El gentío parecía arrebatado por una euforia que contagiaba el ánimo. Niños, mujeres y ancianos, jaleaban el paso de los hombres que, poco a poco, iban penetrando en Madrid por el norte, ocupando la amplitud del paseo de la Castellana; unos a pie, otros montados en camiones, apretujados unos a otros, todos con el saludo romano, la mano alzada, abierta, vitoreando a Franco y España, cantando el
Cara al Sol
o
La Canción del Legionario
; las caras desbordaban una felicidad deseada, ansiada, en apariencia recuperada. Apenas podían abrirse paso entre la marabunta que seguía el ritmo del cortejo soldadesco, vitoreando su paso marcial y sonriente. Muchas ventanas lucían la bandera nacional (la bicolor, roja y gualda, desapareciendo todas las tricolores republicanas), como si hubieran estado esperando el momento de colgarlas, mantones de Manila, colgaduras, colchas de brocados, cualquier cosa para escenificar el gozo desbordado de la población agotada, ansiosa por recibir al ejército liberador.

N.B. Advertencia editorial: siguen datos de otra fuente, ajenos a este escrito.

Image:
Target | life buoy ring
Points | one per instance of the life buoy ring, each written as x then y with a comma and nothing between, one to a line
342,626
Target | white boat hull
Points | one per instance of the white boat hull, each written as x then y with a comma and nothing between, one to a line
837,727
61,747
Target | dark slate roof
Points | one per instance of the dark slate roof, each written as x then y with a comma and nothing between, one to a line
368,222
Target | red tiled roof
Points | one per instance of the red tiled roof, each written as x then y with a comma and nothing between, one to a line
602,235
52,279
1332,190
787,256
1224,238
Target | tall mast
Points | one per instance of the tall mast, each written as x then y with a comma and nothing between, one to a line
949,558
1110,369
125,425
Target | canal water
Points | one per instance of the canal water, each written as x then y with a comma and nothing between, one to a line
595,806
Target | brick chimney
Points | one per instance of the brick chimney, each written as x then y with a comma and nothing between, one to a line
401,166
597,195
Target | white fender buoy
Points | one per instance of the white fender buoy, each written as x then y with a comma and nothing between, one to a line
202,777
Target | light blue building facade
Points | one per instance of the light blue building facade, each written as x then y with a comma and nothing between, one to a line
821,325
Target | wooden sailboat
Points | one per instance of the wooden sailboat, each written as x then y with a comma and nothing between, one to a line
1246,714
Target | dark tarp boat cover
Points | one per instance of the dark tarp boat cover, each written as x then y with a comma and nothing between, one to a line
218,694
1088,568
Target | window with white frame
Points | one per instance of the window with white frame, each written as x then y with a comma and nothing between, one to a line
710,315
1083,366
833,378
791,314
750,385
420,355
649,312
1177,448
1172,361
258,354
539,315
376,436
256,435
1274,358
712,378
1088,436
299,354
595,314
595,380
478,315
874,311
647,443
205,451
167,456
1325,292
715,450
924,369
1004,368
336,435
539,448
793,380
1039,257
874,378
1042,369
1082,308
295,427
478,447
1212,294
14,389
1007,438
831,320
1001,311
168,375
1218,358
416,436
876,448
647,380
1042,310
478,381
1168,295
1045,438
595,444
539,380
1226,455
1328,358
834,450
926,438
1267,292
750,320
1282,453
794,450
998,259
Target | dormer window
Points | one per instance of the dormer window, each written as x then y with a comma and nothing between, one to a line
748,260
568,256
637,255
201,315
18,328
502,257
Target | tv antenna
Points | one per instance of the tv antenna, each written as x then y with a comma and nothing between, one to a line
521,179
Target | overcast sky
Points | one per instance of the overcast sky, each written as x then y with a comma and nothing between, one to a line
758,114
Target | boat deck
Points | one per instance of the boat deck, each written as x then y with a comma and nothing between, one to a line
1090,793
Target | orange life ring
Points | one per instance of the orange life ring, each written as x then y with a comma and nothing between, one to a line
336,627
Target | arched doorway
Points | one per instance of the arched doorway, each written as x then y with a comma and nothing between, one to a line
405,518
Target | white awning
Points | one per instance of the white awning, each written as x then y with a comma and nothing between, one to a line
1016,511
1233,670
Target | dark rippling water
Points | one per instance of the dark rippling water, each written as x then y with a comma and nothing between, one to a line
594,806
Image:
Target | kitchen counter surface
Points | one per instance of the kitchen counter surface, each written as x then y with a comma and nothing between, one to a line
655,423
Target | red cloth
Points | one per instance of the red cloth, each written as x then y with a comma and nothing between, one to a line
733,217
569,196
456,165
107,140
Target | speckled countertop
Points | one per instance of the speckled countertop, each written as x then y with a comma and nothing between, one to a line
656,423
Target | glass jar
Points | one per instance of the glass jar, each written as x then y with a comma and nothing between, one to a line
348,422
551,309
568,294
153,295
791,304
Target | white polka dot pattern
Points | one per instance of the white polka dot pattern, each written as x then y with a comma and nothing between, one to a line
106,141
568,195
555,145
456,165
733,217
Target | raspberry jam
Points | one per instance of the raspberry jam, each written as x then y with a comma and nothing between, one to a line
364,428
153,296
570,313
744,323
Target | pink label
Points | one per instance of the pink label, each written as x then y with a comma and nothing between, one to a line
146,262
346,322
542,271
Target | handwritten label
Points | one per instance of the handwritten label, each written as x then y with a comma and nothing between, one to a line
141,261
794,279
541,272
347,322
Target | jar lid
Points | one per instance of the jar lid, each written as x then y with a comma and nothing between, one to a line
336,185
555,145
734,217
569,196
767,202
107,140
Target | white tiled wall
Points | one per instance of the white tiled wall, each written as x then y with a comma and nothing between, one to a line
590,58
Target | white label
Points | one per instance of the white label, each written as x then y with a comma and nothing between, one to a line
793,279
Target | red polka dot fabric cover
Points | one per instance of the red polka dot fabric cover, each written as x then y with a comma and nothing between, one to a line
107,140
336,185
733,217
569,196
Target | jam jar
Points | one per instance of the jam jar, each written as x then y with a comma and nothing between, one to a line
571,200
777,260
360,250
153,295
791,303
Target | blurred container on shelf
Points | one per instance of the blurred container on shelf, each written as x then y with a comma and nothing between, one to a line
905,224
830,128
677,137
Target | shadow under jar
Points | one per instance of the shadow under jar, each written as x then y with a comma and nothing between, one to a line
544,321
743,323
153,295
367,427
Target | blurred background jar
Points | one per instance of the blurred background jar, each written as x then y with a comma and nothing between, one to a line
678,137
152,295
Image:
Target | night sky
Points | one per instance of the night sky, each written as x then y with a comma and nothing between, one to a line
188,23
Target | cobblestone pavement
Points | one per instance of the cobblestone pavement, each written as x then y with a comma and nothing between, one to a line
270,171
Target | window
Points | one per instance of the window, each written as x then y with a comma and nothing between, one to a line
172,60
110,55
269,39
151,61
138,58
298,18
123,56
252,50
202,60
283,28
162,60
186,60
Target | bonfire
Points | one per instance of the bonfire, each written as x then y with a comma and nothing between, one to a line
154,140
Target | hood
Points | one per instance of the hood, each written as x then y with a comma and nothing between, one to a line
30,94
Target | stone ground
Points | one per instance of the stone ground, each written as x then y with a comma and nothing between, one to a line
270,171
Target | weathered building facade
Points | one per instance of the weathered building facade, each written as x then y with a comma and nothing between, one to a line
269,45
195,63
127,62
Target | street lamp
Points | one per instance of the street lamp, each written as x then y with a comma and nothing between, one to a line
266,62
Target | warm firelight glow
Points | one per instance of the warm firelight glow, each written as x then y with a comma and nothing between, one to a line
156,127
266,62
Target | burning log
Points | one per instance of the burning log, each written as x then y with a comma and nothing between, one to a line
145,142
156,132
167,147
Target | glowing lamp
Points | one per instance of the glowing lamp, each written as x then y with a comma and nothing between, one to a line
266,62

Teresa se impregnó de nuevo del entusiasmo que se movía a su alrededor. Caminaban agarradas de la mano para evitar perderse en medio aquella algarabía. Mercedes observaba el espectáculo aturdida, tímida, sin atreverse aún a mostrar ese arrebato del final. Por fin llegaba la paz, pensaba, pero era una paz envenenada, había demasiado odio, demasiado miedo, demasiadas pérdidas, demasiadas ausencias.

Llegaron a Cibeles y allí el entusiasmo estaba al borde del paroxismo. El espectáculo de la Gran Vía se unía al que ya descendía por la Castellana desde el antiguo Hipódromo: camiones cargados de soldados nacionales bajaban envueltos en banderas y vítores, siempre con los brazos enhiestos, la mano estirada, rígida como si quisieran tocar el sol; todos gritaban con el mismo gesto vivas a Franco y arribas a España.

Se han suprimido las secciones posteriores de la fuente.